VMFleet Monitoring¶

The monitoring subsystem collects real-time storage, network, and compute metrics during VMFleet test execution. It uses a hybrid architecture: local PowerShell/PerfMon collection (always active) with optional push to Azure Monitor/Log Analytics.

Monitoring Architecture¶

Cluster Nodes (PerfMon counters)
        │
        ▼
PowerShell Get-Counter (remote sessions)
        │
        ├──► Local CSV/JSON files (results/{run-id}/metrics/)
        │
        └──► Azure Monitor / Log Analytics (optional)
                    │
                    ▼
              Azure Portal dashboards, alerts

Live Console Monitoring¶

Use the built-in watcher during active tests:

.\src\solutions\vmfleet\scripts\Watch-VMFleetMonitor.ps1 `
    -ClusterConfigPath "config/clusters/my-cluster.yml" `
    -RefreshIntervalSeconds 5 `
    -DurationMinutes 30

The watcher prints rolling VM count, read/write IOPS, read/write latency, and throughput.

Metric Categories¶

Storage Metrics¶

Collected by Collect-StorageMetrics.ps1:

Counter	Description
CSVFS: Read IOPS	Cluster Shared Volume read operations per second
CSVFS: Write IOPS	Cluster Shared Volume write operations per second
CSVFS: Read Throughput (MB/s)	Aggregate read bandwidth across CSVs
CSVFS: Write Throughput (MB/s)	Aggregate write bandwidth across CSVs
CSVFS: Read Latency (ms)	Average read latency per I/O operation
CSVFS: Write Latency (ms)	Average write latency per I/O operation
S2D Cache Hit Ratio	Percentage of I/O served from cache tier
Physical Disk Queue Depth	Outstanding I/O requests per physical disk
Storage Pool Health	Degraded/healthy status of storage pools

Network Metrics¶

Collected by Collect-NetworkMetrics.ps1:

Counter	Description
RDMA Activity: Bytes Sent/sec	RDMA network adapter transmit throughput
RDMA Activity: Bytes Received/sec	RDMA network adapter receive throughput
SMB Direct: Bytes Sent/sec	SMB Direct (RDMA) data transfer rate
Network Adapter: Throughput (Gbps)	Total NIC throughput per adapter
Network Adapter: Packets Dropped	Dropped packets indicating congestion or errors
TCP: Retransmits/sec	TCP retransmission rate (indicates network issues)

Compute Metrics¶

Collected by Collect-ComputeMetrics.ps1:

Counter	Description
Processor: % Total CPU	Host CPU utilization across all logical processors
Hyper-V Hypervisor Logical Processor: % Total Run Time	Hypervisor-level CPU consumption
Guest vCPU Utilization	Per-VM CPU usage (via VMFleet `Watch-FleetCPU`)
Memory: Available MBytes	Free physical memory on each host
Memory: % Committed Bytes In Use	Memory pressure indicator
Hyper-V Dynamic Memory: Current Pressure	Dynamic memory pressure per VM

Local Metric Collection¶

Local collection is always active during test runs:

# Collect all metric categories with 5-second intervals
.\tools\vmfleet\monitoring\Collect-StorageMetrics.ps1 `
    -ClusterConfig "config/clusters/my-cluster.yml" `
    -SampleIntervalSeconds 5 `
    -OutputPath "results/run-001/metrics/storage/"

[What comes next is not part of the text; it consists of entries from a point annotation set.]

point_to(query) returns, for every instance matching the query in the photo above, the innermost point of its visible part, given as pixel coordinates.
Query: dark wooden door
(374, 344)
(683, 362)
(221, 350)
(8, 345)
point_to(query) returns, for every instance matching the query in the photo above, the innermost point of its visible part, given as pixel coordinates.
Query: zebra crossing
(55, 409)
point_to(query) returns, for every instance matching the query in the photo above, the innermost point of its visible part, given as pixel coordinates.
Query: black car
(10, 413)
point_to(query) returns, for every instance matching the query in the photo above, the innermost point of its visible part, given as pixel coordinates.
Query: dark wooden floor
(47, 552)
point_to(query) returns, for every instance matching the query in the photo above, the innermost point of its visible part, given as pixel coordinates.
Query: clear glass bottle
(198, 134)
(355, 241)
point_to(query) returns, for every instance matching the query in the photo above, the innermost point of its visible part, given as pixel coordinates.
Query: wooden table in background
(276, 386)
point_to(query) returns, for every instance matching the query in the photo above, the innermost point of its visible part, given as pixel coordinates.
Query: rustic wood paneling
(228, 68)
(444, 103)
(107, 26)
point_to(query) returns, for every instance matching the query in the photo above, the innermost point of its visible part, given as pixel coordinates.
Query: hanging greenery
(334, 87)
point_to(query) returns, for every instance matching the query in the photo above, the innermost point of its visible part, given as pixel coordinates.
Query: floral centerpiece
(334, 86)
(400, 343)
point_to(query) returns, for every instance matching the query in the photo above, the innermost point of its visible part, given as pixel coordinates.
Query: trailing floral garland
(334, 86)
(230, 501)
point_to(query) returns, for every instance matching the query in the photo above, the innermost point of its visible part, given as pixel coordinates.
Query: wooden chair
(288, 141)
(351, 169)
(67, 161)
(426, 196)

.\tools\vmfleet\monitoring\Collect-NetworkMetrics.ps1 `
    -ClusterConfig "config/clusters/my-cluster.yml" `
    -SampleIntervalSeconds 5 `
    -OutputPath "results/run-001/metrics/network/"

.\tools\vmfleet\monitoring\Collect-ComputeMetrics.ps1 `
    -ClusterConfig "config/clusters/my-cluster.yml" `
    -SampleIntervalSeconds 5 `
    -OutputPath "results/run-001/metrics/compute/"

Output format is JSON-lines for machine parsing:

{"timestamp":"2026-02-13T10:05:00Z","node":"hci-node-01","counter":"CSVFS_ReadIOPS","value":45230}
{"timestamp":"2026-02-13T10:05:00Z","node":"hci-node-01","counter":"CSVFS_WriteIOPS","value":12840}

Azure Monitor Integration¶

Optionally push collected metrics to Azure Monitor for centralized dashboards and alerting:

.\tools\vmfleet\monitoring\Push-MetricsToAzureMonitor.ps1 `
    -MetricsPath "results/run-001/metrics/" `
    -WorkspaceId "your-log-analytics-workspace-id" `
    -CredentialSource KeyVault

Each pushed metric contains these core fields:

timestamp
node
counter_name
value
run_id
profile_name

Note

Azure Monitor integration requires the monitoring.bicep infrastructure template to be deployed. See tools/vmfleet/infrastructure/bicep/monitoring.bicep.

Alert Rules¶

Predefined alert thresholds in monitoring/alerts/alert-rules.yml:

alerts:
  - name: high_storage_latency
    metric: csvfs_write_latency_ms
    threshold: 50
    severity: warning
    description: "Write latency exceeds 50ms — possible storage bottleneck"

  - name: critical_cpu
    metric: host_cpu_percent
    threshold: 95
    severity: critical
    description: "Host CPU exceeds 95% — test may be compute-bound"

Real-Time Dashboard¶

During test execution, use the monitoring dashboard wrapper:

# Launch real-time monitoring (combines VMFleet Watch-FleetCluster with custom metrics)
.\tools\vmfleet\monitoring\Export-MetricsDashboard.ps1 `
    -InputPath "results/run-001/metrics/" `
    -OutputPath "reports/run-001/" `
    -Title "VMFleet Run 001"

Counter Reference¶

Category	Counter name	Purpose
Storage	`CSVFS_ReadIOPS`	CSVFS read operations per second
Storage	`CSVFS_WriteIOPS`	CSVFS write operations per second
Storage	`CSVFS_ReadMBps`	Read throughput
Storage	`CSVFS_WriteMBps`	Write throughput
Storage	`CSVFS_ReadLatencyMs`	Read latency
Storage	`CSVFS_WriteLatencyMs`	Write latency
Compute	`HostCpuPercent`	Host CPU saturation
Compute	`HostAvailableMemoryMB`	Available memory headroom
Compute	`HyperVLogicalProcessorRunTime`	Hypervisor CPU pressure

KQL Examples¶

VMFleetMetrics_CL
| where CounterName_s in ("CSVFS_ReadIOPS", "CSVFS_WriteIOPS")
| summarize AvgValue=avg(Value_d) by bin(TimeGenerated, 1m), CounterName_s
| render timechart

VMFleetMetrics_CL
| where CounterName_s in ("CSVFS_ReadLatencyMs", "CSVFS_WriteLatencyMs")
| summarize P95=percentile(Value_d, 95) by bin(TimeGenerated, 1m), CounterName_s
| render timechart